3. Decision tree method
In order to visualize the decision-making method, the calculation process is drawn into a tree structure of points and branches, which is called decision tree and is suitable for the visualization of any decision-making method. Among them, the conditional node is represented by δ, and the decision node is represented by square □
Now, taking the decision data listed in Table 4-3 as an example, the steps of making decisions by using decision trees are explained. Suppose the probabilities of states Q 1, Q2, Q3 and Q4 are 0.2, 0.3, 0.3 and 0.2, respectively.

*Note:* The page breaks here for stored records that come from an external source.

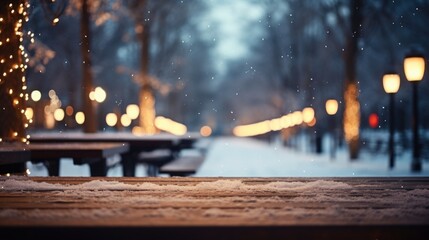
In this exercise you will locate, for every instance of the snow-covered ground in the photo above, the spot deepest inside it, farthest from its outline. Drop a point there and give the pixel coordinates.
(247, 157)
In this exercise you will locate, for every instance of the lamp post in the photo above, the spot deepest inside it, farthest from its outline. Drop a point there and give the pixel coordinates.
(414, 68)
(391, 83)
(331, 106)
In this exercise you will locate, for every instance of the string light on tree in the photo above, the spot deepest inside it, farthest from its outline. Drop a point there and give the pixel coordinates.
(13, 64)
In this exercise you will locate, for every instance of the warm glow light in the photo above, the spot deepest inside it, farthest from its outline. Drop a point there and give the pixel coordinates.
(331, 106)
(137, 130)
(312, 123)
(296, 118)
(125, 120)
(59, 114)
(168, 125)
(290, 120)
(133, 111)
(80, 118)
(92, 96)
(206, 131)
(308, 114)
(99, 94)
(391, 82)
(252, 129)
(36, 95)
(147, 112)
(414, 68)
(351, 114)
(69, 110)
(373, 120)
(111, 119)
(29, 113)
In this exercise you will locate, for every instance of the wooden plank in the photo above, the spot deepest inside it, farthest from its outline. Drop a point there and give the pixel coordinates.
(213, 208)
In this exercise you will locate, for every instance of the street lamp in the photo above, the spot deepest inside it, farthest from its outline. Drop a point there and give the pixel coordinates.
(391, 83)
(331, 106)
(414, 68)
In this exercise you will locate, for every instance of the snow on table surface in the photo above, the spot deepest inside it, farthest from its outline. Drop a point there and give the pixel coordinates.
(84, 201)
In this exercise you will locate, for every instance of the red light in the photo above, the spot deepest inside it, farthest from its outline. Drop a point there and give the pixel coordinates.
(373, 120)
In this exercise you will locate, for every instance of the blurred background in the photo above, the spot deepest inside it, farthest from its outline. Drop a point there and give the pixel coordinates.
(217, 65)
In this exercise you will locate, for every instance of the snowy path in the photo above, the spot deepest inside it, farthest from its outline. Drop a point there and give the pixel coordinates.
(245, 157)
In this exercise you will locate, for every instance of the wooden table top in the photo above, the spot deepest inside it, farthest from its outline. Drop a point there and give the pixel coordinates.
(215, 208)
(76, 150)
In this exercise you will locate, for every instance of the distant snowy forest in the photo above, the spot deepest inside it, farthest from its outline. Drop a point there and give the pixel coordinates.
(224, 63)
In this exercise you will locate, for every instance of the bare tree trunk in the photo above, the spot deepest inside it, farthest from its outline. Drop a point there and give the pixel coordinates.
(146, 97)
(12, 69)
(90, 124)
(351, 93)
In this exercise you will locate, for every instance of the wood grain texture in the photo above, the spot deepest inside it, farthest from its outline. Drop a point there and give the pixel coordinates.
(215, 208)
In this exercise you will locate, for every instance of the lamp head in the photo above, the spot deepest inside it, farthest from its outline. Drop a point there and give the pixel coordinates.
(391, 82)
(414, 66)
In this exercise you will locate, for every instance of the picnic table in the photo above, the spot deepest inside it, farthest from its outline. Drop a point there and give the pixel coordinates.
(137, 143)
(13, 158)
(214, 208)
(94, 154)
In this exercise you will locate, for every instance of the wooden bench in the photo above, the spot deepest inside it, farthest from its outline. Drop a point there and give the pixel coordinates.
(13, 158)
(94, 154)
(182, 166)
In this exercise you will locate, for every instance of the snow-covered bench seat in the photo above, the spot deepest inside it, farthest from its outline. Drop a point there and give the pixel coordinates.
(182, 166)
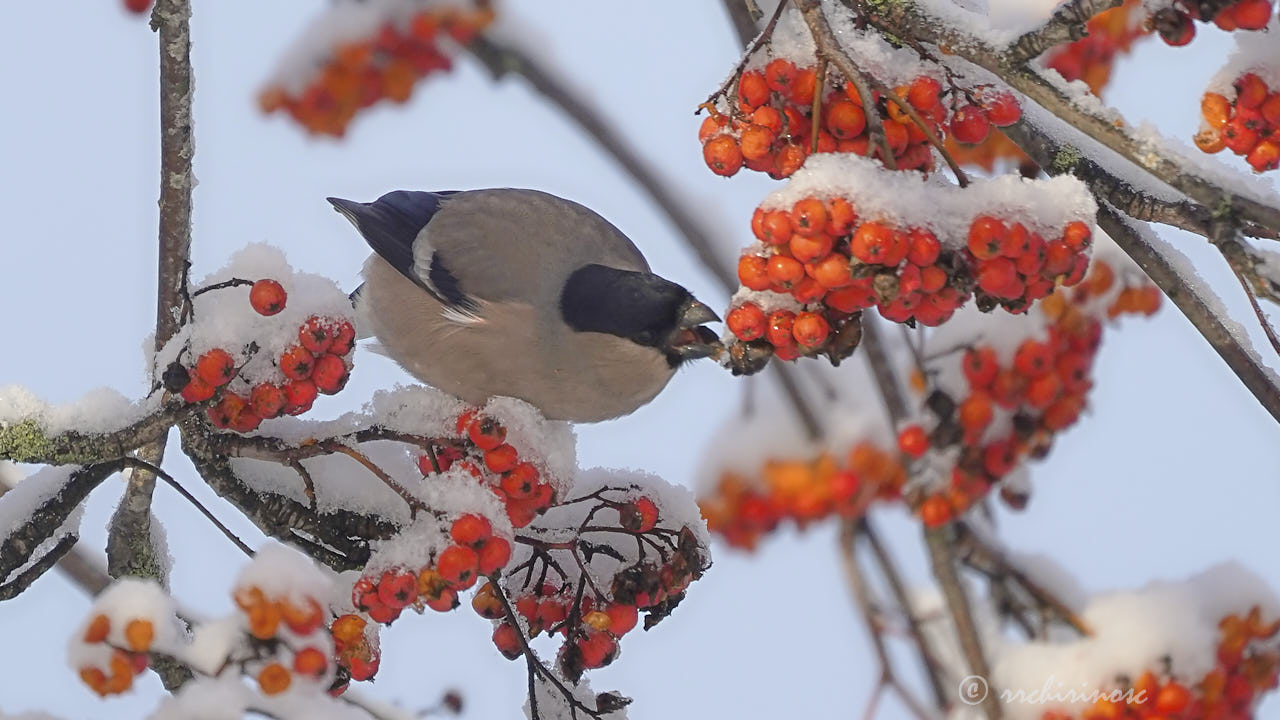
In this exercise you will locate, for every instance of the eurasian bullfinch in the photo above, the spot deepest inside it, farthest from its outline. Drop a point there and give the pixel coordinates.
(522, 294)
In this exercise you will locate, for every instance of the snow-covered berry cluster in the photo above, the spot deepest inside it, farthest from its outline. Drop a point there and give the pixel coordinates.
(826, 256)
(364, 65)
(480, 447)
(1246, 122)
(1175, 23)
(983, 413)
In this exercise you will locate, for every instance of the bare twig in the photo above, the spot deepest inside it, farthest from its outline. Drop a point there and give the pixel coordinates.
(830, 48)
(942, 557)
(1068, 24)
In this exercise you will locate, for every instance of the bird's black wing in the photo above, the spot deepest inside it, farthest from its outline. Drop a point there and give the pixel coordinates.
(391, 224)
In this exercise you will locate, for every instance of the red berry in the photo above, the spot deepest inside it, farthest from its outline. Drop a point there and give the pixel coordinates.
(316, 335)
(215, 367)
(458, 565)
(1002, 108)
(506, 638)
(913, 441)
(266, 296)
(493, 555)
(266, 400)
(746, 320)
(329, 374)
(810, 329)
(639, 515)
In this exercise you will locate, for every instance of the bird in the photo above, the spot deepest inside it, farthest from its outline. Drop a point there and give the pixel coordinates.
(522, 294)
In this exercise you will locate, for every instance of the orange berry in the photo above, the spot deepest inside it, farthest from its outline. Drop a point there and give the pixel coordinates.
(753, 272)
(845, 119)
(746, 320)
(976, 411)
(785, 272)
(310, 661)
(215, 368)
(722, 155)
(348, 629)
(913, 441)
(755, 142)
(810, 329)
(138, 634)
(1216, 110)
(268, 297)
(274, 679)
(935, 511)
(809, 217)
(458, 565)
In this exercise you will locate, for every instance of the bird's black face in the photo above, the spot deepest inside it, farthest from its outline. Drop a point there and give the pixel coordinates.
(641, 308)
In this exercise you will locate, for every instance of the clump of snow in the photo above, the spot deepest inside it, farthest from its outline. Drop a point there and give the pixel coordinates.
(19, 502)
(124, 601)
(99, 411)
(224, 318)
(1134, 630)
(284, 573)
(910, 200)
(1256, 53)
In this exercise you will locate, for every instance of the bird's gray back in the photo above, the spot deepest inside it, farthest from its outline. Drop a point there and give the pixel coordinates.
(538, 238)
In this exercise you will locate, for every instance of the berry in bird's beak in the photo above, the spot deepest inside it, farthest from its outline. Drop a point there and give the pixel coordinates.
(690, 340)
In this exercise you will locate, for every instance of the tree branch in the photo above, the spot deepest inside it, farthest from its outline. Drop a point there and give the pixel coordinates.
(27, 442)
(1068, 24)
(906, 19)
(1057, 159)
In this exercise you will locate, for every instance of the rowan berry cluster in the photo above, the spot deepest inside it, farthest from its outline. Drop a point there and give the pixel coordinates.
(1015, 404)
(289, 638)
(588, 604)
(1089, 59)
(1176, 22)
(1008, 409)
(127, 641)
(1247, 124)
(359, 656)
(835, 263)
(1247, 666)
(803, 491)
(384, 67)
(319, 363)
(475, 551)
(480, 447)
(772, 127)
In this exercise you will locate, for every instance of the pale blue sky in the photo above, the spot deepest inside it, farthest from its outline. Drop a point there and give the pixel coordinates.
(1174, 469)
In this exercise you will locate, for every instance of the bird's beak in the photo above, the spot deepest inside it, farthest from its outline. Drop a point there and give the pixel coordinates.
(691, 341)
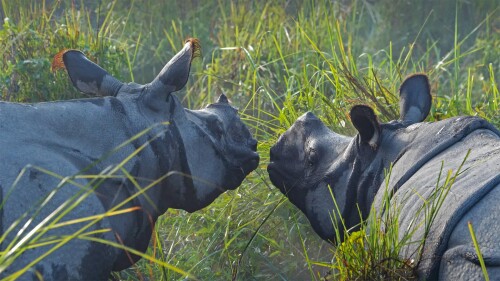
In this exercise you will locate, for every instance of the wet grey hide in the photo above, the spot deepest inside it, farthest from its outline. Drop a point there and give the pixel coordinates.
(152, 154)
(310, 163)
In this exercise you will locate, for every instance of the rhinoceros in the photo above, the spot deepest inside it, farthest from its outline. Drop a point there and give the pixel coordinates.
(151, 154)
(317, 168)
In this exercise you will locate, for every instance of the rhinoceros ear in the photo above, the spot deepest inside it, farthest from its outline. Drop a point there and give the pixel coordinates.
(85, 75)
(364, 120)
(415, 99)
(174, 74)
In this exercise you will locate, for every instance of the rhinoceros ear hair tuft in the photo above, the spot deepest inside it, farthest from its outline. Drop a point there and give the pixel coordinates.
(174, 74)
(222, 99)
(85, 75)
(364, 120)
(415, 99)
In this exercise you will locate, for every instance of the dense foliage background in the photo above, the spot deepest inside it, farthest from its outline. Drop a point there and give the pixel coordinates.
(275, 60)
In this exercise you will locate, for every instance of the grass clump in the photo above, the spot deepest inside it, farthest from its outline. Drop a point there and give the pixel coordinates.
(275, 61)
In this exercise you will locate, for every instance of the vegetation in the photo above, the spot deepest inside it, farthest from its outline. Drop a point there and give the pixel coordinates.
(275, 61)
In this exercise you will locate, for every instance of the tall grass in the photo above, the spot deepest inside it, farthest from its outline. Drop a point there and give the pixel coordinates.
(275, 61)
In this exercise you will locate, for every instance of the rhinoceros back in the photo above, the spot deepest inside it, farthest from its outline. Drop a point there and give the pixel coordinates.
(40, 145)
(436, 149)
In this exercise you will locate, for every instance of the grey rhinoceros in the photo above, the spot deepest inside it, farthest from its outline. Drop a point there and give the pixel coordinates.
(310, 164)
(151, 154)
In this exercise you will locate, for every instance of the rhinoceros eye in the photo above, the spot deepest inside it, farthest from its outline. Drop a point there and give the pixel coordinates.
(312, 157)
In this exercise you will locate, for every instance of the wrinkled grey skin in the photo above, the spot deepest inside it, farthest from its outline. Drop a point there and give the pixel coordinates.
(193, 155)
(310, 163)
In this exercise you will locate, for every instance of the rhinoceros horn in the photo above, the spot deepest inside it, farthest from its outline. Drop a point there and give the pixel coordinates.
(85, 75)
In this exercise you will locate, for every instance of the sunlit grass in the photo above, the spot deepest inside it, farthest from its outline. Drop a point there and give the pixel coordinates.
(274, 62)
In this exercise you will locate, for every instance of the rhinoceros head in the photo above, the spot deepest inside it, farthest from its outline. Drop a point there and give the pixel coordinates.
(328, 175)
(205, 151)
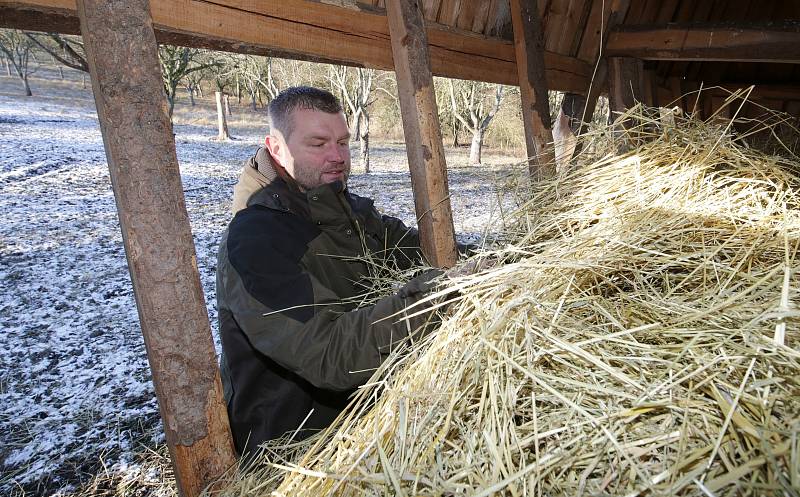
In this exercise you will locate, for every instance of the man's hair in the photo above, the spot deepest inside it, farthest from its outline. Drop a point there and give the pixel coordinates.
(299, 97)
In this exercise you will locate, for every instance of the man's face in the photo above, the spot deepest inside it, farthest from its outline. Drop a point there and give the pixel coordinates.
(317, 150)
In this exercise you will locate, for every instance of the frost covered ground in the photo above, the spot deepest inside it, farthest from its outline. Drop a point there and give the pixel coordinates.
(76, 398)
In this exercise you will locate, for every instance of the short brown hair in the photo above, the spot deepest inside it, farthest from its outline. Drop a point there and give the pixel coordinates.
(302, 97)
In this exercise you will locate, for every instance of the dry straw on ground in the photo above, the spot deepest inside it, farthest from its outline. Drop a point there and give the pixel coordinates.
(642, 340)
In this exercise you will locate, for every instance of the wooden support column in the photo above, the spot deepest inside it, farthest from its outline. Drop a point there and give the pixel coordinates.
(529, 50)
(618, 11)
(131, 105)
(422, 132)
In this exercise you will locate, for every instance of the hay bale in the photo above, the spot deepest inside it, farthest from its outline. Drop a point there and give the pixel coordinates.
(642, 340)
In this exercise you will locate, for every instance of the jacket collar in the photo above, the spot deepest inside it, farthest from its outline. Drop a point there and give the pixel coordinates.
(281, 192)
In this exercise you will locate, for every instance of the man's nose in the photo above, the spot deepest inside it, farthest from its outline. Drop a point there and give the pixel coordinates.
(336, 153)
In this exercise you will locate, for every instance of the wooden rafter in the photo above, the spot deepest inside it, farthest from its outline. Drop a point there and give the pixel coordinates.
(424, 147)
(770, 42)
(313, 31)
(529, 44)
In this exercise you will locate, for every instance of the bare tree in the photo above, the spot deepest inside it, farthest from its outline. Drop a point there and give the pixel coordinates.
(258, 75)
(17, 49)
(221, 70)
(68, 50)
(355, 86)
(176, 64)
(468, 100)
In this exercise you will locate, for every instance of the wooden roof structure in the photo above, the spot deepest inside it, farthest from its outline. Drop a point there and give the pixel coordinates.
(684, 42)
(653, 51)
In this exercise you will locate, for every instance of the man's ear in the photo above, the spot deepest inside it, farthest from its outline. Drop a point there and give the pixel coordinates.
(274, 146)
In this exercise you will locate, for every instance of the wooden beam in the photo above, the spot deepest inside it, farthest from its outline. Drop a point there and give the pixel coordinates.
(617, 10)
(140, 149)
(625, 83)
(529, 46)
(310, 31)
(422, 132)
(777, 42)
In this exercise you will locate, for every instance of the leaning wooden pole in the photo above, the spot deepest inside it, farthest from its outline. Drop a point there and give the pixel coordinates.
(618, 9)
(529, 50)
(422, 132)
(132, 107)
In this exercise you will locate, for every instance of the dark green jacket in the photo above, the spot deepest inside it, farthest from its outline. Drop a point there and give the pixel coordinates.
(294, 344)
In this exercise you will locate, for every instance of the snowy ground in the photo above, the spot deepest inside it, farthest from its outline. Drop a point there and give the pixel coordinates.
(75, 389)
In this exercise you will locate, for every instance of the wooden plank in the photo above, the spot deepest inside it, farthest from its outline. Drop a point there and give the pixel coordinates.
(625, 83)
(466, 17)
(492, 25)
(430, 9)
(529, 44)
(565, 34)
(422, 133)
(769, 42)
(312, 31)
(448, 12)
(618, 10)
(481, 19)
(140, 148)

Table 4-3 Loss Expectation
Step 1: Build a decision tree model from left to right.
Tree building process: starting from the decision point on the left, divide several branches according to the number of alternative schemes, and each branch is marked with the brief content of the scheme. Each branch reaches a node, which is indicated by a ○, and the serial number of the scheme is marked by a ○. Then, starting from the node, each scheme is divided into several branches according to the number of possible target States, and each branch is briefly marked with the content of the target state and the probability of occurrence. In this example, as shown in Figure 4- 14, there are three schemes, and each scheme has four states.
Figure 4- 14 decision tree
Step 2: Make a decision from right to left. First, calculate the expected value of each scheme, and then mark the calculation results on the top of the status node, compare the expected values of each scheme, select the best scheme, and write the expected values on the top of the decision node to indicate the selection results. At the same time, draw a double tangent on the branch representing other schemes, indicating that these schemes have been eliminated.